The pictures reminded me of the office of the last firm I worked for: old, dilapidated, and in serious need of renovation. I recalled in particular that the firm could not even afford to replace the threadbare (and frankly dangerous) carpet on the main staircase, which was held together by gaffer tape.

And that was by no means the only dilapidated office in which I worked during the course of my illustrious career. I remember, for example, taking a picture of the front of one office for use on the firm's website that I was building, and having to photoshop out the rotting frame of the main window.

Sadly, not all firms can afford plush offices and furnishings.

The reason, of course, is that not all firms can generate sufficient fee income for such luxuries. This is not because the fee earners in such firms are lazy. Far from it. The simple fact is that they don't work primarily for high net worth clients, whose money to sense ratio favours their lawyers. Those firms that I worked for had few or no such clients and, dare I say it, some did legal aid work, which as we all know barely pays the bills at all.

Oh yes, it makes you feel good providing legal help for the less well off in society, but don't expect rewards of the financial kind.

And on the subject of rewards I come to my bĂȘte noire: legal awards.

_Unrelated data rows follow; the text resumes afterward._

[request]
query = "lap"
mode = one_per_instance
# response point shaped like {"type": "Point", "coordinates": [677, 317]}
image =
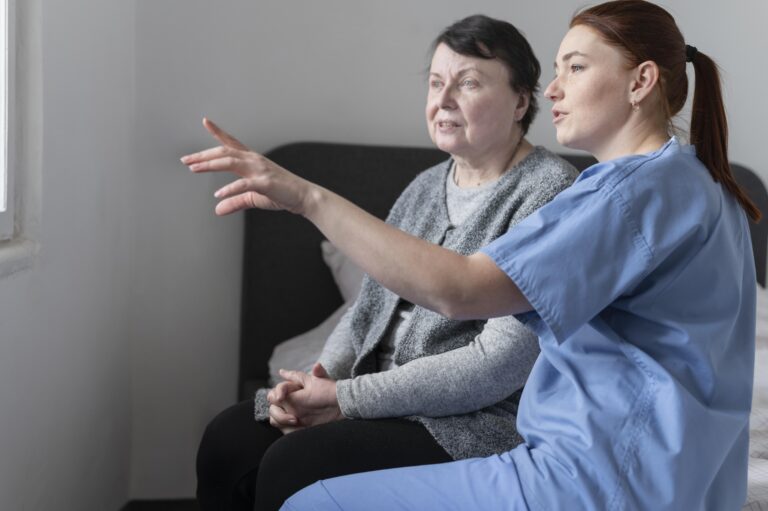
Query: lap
{"type": "Point", "coordinates": [478, 484]}
{"type": "Point", "coordinates": [339, 448]}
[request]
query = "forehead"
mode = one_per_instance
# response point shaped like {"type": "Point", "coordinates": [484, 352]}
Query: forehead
{"type": "Point", "coordinates": [445, 60]}
{"type": "Point", "coordinates": [587, 41]}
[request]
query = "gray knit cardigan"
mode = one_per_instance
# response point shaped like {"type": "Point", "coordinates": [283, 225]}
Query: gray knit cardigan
{"type": "Point", "coordinates": [484, 427]}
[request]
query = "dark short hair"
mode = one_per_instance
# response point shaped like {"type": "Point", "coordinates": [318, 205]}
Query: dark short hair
{"type": "Point", "coordinates": [488, 38]}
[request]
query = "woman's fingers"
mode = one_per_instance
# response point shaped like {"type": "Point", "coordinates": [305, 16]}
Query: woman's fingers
{"type": "Point", "coordinates": [281, 390]}
{"type": "Point", "coordinates": [280, 418]}
{"type": "Point", "coordinates": [209, 154]}
{"type": "Point", "coordinates": [224, 162]}
{"type": "Point", "coordinates": [222, 136]}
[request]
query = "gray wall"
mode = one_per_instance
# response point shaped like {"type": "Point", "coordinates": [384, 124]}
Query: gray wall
{"type": "Point", "coordinates": [64, 344]}
{"type": "Point", "coordinates": [120, 342]}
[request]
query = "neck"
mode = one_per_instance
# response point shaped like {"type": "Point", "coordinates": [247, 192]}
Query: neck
{"type": "Point", "coordinates": [642, 136]}
{"type": "Point", "coordinates": [478, 171]}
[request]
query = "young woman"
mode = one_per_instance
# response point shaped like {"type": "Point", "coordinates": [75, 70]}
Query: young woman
{"type": "Point", "coordinates": [639, 280]}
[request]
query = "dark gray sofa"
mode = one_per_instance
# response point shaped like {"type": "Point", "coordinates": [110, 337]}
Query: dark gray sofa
{"type": "Point", "coordinates": [287, 289]}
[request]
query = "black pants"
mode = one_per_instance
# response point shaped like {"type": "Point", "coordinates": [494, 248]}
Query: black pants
{"type": "Point", "coordinates": [244, 465]}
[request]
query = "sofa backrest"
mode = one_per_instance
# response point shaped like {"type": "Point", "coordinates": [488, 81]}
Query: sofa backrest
{"type": "Point", "coordinates": [287, 289]}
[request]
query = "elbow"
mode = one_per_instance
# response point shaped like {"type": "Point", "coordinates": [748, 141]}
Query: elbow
{"type": "Point", "coordinates": [455, 308]}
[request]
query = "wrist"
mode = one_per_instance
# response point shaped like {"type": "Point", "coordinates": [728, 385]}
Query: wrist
{"type": "Point", "coordinates": [312, 201]}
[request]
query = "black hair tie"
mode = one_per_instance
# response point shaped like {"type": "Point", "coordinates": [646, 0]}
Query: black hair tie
{"type": "Point", "coordinates": [690, 53]}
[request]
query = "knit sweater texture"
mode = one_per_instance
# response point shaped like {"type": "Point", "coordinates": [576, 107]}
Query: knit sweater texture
{"type": "Point", "coordinates": [460, 379]}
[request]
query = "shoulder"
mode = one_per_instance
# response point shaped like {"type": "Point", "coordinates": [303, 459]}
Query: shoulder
{"type": "Point", "coordinates": [541, 176]}
{"type": "Point", "coordinates": [543, 164]}
{"type": "Point", "coordinates": [425, 187]}
{"type": "Point", "coordinates": [428, 178]}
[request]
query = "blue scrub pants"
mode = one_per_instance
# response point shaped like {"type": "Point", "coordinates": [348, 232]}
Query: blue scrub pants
{"type": "Point", "coordinates": [478, 484]}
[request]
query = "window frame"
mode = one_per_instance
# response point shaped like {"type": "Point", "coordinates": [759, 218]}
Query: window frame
{"type": "Point", "coordinates": [7, 68]}
{"type": "Point", "coordinates": [24, 142]}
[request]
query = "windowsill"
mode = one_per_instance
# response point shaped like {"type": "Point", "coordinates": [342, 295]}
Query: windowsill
{"type": "Point", "coordinates": [16, 255]}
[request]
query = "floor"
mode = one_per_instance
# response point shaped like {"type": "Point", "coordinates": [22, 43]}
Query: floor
{"type": "Point", "coordinates": [162, 505]}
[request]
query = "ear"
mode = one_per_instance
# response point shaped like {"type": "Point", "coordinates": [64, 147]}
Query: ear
{"type": "Point", "coordinates": [523, 102]}
{"type": "Point", "coordinates": [645, 77]}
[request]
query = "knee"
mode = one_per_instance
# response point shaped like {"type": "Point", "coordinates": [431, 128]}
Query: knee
{"type": "Point", "coordinates": [218, 445]}
{"type": "Point", "coordinates": [314, 496]}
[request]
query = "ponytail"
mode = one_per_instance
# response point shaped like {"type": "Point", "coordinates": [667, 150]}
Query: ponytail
{"type": "Point", "coordinates": [645, 31]}
{"type": "Point", "coordinates": [709, 128]}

Legal awards are another great topic for lawyers to boast about on Twitter (almost as irritating as their mind-numbingly excruciating entries in the Legal 500). I really don't know if there is another profession that awards itself so many gongs as the legal profession. I suspect it may be due to the fact that we are so hated by the public, that no one else would ever give us an award.

But what exactly is the point of an award? "Family Lawyer of the Year". What does that mean? How can one out of thousands of family lawyers be singled out above all others? On what basis? And have those who are so graciously handing down the award checked the winner against all others? It is, of course, complete nonsense.

In my 25-odd years of doing family work I came across many other family lawyers. I never heard of any of them receiving an award of any sort, despite some of them being absolutely brilliant. Why might that be? The answer, quite simply, is that they never worked for one of the fashionable firms that crop up in award ceremonies year after year. And whilst there was never the remotest chance that I would ever have been shortlisted for an award, part of me wishes I was, simply so that I could tell them where to put it.

You see, we have a two-tier legal profession: those fashionable firms who bring in vast amounts of fee income, working primarily for high net worth clients, and those grass-roots firms who work for those of modest or low income, providing an essential service for little reward or recognition.